Starting a business comes with unavoidable risk and responsibility. And where there is risk, insurance surely follows. It’s an industry that has a foothold in many aspects of life, from the cars we drive to our homes and our businesses. While it’s another expense to add to the profit and loss sheet, taking out the right kind of insurance for your business is absolutely critical. Even more so for startups because many typically lack financial security and stability in the first few years. In this short guide, we’ll outline the most common types of business insurance that startups take out from the get-go.
Public Liability Insurance
If your business activity interacts with or operates around members of the public at any time, then you should be looking to invest in public liability insurance. This can cover your business if a member of the public makes a claim as a result of harm or injury because of your business operations. It may or not even be your business’s fault, but a claim can still come your way and this insurance could help to cover the costs that may be financially crippling for a startup.
It also covers your business in the event of property damage and a subsequent claim that may come from a home or building owner. Builders’ insurance contains this type of cover because damage can easily occur whilst working in or on someone’s property. If you’re at risk of injuring a member of the public or damaging someone’s property, then public liability insurance is a must for your startup.
Professional Indemnity Insurance
Any startups that are providing legal, financial or any other type of professional advice are likely to need professional indemnity insurance. This may cover your business if one of your clients makes a claim against you for providing wrong or misleading professional advice which negatively impacts their business or causes loss. Sometimes it may be a genuine mistake that leads to such an occurrence, but a client will likely want compensation if your advice or professional service had a detrimental effect on their business proceedings.
Employers’ Liability Insurance
Once your startup begins to gain traction and is growing at a sustainable rate, you will likely need to bring people on board to support this growth. The moment you start employing staff other than yourself, you must have employers’ liability insurance by law or else you could be fined. This cover protects your business in case one of your employees falls ill or suffers an injury as a direct result of their job. If you’re beginning to consider hiring your first employees then you will have to factor this into your decision-making.
Much like home and contents insurance, business premises are at risk of theft, fire and flooding as well as many other associated factors. Commercial building and contents insurance can cover the cost of any loss or damages, helping your business to get back on its feet after an emergency or unexpected event. Some providers will offer separate packages for building and contents cover, but some will offer a complete package.
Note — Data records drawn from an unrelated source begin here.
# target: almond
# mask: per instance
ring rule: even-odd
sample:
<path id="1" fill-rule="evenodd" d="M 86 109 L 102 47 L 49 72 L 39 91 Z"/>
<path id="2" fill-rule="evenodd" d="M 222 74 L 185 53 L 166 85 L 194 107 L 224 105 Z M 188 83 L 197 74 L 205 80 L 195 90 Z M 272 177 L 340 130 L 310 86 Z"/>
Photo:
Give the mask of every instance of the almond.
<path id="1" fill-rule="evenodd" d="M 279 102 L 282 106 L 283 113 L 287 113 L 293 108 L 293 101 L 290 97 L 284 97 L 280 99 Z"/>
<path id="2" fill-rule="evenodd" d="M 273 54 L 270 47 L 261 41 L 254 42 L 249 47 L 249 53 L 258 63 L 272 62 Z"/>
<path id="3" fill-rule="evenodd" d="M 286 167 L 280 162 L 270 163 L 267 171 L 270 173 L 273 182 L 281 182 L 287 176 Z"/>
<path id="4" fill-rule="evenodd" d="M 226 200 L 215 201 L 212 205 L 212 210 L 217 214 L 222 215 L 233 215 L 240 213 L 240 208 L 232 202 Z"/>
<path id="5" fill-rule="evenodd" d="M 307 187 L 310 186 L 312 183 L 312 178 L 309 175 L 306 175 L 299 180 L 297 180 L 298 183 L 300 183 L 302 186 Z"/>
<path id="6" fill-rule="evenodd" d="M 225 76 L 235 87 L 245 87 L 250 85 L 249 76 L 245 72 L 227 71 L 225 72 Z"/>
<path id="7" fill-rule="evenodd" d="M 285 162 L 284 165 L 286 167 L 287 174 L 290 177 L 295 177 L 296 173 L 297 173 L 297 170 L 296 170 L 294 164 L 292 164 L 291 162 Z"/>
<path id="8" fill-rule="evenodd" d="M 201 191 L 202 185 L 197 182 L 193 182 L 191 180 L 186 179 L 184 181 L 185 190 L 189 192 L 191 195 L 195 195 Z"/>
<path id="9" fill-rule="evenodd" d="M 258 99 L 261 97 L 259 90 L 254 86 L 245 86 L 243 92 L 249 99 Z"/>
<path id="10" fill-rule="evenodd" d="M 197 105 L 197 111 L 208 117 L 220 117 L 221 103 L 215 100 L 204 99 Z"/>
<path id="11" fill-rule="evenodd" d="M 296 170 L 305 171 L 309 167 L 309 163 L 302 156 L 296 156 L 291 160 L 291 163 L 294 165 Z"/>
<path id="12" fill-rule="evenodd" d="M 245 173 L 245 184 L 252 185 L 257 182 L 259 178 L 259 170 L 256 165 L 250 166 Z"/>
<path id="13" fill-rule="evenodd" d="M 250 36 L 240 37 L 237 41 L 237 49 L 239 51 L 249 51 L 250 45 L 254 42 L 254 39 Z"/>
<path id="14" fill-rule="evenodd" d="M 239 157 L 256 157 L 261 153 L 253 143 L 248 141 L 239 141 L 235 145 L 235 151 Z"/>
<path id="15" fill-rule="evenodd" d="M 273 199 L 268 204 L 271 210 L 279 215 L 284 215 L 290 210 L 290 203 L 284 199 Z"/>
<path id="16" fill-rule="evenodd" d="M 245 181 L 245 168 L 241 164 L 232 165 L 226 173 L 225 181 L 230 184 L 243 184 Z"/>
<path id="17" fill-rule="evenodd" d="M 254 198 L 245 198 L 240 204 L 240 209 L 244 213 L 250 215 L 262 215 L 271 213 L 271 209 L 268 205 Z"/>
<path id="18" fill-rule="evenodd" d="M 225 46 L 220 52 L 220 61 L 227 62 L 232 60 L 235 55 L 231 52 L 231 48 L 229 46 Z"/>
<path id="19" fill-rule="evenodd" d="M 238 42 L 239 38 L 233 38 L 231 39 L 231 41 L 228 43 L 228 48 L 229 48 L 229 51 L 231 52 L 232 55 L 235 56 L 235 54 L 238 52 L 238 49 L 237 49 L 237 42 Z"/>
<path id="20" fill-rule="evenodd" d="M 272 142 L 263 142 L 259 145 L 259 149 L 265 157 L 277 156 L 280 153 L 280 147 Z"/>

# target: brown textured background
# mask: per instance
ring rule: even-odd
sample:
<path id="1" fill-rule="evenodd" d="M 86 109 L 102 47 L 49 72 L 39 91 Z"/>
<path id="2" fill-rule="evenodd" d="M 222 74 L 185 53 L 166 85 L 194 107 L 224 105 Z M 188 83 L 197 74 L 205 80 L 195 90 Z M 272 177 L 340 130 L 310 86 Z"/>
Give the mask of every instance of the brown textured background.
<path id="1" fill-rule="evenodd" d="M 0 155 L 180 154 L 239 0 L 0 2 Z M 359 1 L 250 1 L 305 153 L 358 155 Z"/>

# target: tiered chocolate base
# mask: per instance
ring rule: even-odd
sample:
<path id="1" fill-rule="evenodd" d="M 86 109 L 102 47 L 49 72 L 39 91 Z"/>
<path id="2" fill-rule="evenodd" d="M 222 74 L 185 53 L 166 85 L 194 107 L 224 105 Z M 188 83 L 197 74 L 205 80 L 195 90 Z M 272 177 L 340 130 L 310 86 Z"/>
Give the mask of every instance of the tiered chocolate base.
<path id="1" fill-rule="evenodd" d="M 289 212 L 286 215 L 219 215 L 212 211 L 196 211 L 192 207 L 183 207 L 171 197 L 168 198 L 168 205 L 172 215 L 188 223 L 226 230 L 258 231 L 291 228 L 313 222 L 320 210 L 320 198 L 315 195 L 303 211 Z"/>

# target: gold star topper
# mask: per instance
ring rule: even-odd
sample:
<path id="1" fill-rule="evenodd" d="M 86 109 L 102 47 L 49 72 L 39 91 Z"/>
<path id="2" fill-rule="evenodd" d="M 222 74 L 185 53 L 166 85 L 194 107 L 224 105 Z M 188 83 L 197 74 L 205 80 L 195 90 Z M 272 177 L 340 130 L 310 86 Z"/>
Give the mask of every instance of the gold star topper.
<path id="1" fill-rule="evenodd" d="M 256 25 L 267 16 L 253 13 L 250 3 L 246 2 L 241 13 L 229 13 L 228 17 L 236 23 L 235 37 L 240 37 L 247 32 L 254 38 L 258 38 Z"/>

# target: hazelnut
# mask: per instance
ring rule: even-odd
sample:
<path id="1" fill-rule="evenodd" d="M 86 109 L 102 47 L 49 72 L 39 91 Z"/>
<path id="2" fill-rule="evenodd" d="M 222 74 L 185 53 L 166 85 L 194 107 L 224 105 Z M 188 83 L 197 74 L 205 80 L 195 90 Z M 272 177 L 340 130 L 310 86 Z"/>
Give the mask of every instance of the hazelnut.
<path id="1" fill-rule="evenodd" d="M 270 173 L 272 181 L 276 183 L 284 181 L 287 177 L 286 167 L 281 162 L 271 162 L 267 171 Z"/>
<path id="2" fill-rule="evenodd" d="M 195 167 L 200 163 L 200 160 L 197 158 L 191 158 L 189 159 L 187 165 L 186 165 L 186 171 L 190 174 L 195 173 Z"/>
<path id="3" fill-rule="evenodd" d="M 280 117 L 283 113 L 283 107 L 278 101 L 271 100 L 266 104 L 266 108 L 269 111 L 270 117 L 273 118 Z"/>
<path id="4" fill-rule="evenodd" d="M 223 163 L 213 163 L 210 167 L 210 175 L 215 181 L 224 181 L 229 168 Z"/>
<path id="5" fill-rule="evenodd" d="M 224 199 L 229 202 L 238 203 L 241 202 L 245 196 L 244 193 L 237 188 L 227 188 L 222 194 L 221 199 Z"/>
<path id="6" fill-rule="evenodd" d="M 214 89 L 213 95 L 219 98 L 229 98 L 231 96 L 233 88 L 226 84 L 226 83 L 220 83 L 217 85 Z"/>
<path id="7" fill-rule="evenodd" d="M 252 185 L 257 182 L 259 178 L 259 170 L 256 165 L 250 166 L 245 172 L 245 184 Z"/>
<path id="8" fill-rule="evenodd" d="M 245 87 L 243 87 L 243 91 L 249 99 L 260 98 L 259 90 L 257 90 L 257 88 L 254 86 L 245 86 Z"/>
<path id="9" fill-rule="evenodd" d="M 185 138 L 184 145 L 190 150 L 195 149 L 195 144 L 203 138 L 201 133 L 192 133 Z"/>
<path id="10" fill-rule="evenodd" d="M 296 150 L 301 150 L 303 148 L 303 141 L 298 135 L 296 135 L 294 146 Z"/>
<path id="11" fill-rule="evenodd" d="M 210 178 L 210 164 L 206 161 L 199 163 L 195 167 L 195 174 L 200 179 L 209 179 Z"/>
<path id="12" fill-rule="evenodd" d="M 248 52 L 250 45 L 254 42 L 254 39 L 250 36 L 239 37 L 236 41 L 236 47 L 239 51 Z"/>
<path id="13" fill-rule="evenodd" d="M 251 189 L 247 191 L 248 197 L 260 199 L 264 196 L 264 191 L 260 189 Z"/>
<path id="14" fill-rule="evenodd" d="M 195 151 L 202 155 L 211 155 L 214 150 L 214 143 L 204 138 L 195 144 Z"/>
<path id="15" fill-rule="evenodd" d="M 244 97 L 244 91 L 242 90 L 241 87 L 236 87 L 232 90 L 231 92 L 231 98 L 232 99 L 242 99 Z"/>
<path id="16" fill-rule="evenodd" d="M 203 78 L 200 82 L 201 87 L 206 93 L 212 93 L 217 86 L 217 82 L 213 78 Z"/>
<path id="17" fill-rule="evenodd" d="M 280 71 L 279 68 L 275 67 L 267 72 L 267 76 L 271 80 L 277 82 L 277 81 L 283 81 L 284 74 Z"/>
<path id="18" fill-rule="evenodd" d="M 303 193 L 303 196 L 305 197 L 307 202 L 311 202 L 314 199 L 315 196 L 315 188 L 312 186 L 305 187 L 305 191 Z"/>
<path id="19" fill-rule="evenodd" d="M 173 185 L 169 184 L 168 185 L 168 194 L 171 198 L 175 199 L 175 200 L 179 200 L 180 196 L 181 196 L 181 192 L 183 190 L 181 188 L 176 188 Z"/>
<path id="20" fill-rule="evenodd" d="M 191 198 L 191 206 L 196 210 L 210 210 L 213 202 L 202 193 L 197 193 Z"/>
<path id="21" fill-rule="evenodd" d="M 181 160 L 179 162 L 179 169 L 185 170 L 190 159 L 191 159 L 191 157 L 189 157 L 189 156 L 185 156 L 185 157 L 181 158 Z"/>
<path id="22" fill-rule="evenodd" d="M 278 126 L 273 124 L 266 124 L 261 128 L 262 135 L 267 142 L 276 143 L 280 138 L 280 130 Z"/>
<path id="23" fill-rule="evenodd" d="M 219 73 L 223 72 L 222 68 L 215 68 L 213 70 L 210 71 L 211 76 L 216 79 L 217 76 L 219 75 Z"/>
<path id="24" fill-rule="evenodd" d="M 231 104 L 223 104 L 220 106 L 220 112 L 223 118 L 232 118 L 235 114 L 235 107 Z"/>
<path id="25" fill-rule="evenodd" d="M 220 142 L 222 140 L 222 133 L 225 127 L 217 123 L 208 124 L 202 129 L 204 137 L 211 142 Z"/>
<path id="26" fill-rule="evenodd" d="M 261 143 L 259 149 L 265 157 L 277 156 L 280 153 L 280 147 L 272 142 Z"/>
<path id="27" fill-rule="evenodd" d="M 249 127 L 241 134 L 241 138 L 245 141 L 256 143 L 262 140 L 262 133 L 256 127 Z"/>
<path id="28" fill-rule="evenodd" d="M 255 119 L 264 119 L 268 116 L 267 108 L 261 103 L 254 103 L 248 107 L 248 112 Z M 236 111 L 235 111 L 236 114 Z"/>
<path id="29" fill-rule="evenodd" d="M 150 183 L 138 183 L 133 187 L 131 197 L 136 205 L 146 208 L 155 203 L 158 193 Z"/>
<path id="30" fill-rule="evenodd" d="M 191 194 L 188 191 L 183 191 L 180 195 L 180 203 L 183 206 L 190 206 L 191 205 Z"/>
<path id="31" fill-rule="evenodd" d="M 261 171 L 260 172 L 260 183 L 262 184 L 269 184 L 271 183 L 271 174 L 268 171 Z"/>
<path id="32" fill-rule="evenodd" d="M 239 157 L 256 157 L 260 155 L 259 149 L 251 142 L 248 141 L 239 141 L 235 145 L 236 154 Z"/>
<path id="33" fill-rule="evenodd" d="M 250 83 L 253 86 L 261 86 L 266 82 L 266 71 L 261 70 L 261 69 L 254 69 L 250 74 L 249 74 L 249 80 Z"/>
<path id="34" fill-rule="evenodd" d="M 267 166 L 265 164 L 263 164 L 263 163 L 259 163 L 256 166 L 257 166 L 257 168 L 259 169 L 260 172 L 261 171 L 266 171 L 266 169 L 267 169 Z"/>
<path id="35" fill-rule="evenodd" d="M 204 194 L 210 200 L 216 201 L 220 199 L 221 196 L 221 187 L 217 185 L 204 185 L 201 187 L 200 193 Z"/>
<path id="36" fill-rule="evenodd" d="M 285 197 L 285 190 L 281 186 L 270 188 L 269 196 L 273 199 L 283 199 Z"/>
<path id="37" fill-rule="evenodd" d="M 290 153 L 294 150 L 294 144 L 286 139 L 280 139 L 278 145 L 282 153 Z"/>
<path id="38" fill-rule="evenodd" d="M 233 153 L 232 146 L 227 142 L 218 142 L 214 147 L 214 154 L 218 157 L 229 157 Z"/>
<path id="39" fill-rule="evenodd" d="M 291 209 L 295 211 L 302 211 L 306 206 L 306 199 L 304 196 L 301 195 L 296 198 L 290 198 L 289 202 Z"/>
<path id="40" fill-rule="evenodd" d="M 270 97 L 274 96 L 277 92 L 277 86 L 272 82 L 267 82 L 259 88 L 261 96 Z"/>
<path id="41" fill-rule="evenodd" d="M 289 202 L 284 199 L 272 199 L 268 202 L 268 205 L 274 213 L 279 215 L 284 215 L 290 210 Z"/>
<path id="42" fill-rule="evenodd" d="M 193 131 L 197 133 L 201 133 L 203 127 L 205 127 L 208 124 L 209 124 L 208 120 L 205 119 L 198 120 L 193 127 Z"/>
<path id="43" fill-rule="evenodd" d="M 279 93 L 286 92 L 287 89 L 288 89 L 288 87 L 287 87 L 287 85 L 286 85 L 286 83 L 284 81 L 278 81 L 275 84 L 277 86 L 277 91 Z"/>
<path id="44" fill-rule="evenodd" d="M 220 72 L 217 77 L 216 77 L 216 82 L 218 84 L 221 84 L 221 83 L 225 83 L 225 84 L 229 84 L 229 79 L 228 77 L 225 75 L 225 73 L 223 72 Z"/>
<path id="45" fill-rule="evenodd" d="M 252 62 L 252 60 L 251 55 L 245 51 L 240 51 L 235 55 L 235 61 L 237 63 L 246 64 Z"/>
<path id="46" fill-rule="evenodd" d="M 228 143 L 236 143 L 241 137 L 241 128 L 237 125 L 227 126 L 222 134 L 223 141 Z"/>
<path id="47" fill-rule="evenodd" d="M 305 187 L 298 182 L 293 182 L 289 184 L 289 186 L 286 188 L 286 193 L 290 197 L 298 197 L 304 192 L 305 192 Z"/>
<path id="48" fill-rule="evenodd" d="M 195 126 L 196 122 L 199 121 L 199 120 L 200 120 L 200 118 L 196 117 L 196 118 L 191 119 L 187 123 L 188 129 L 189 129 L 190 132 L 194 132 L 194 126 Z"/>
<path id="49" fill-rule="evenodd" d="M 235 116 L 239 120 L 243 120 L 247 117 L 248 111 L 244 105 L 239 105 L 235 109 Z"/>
Some people consider their startups as self-employment or sole trading until the operations are mature enough to register the business as a separate entity. In these cases, self-employed insurance can provide a tailored approach to business cover. You can usually customise and bundle your insurance packages to cover the relevant areas of your operation. However, you should be aware that if you are based at your residential property – your business equipment and contents may not be insured by your home policy, so you might need dedicated cover for any equipment you’ve invested in for your startup.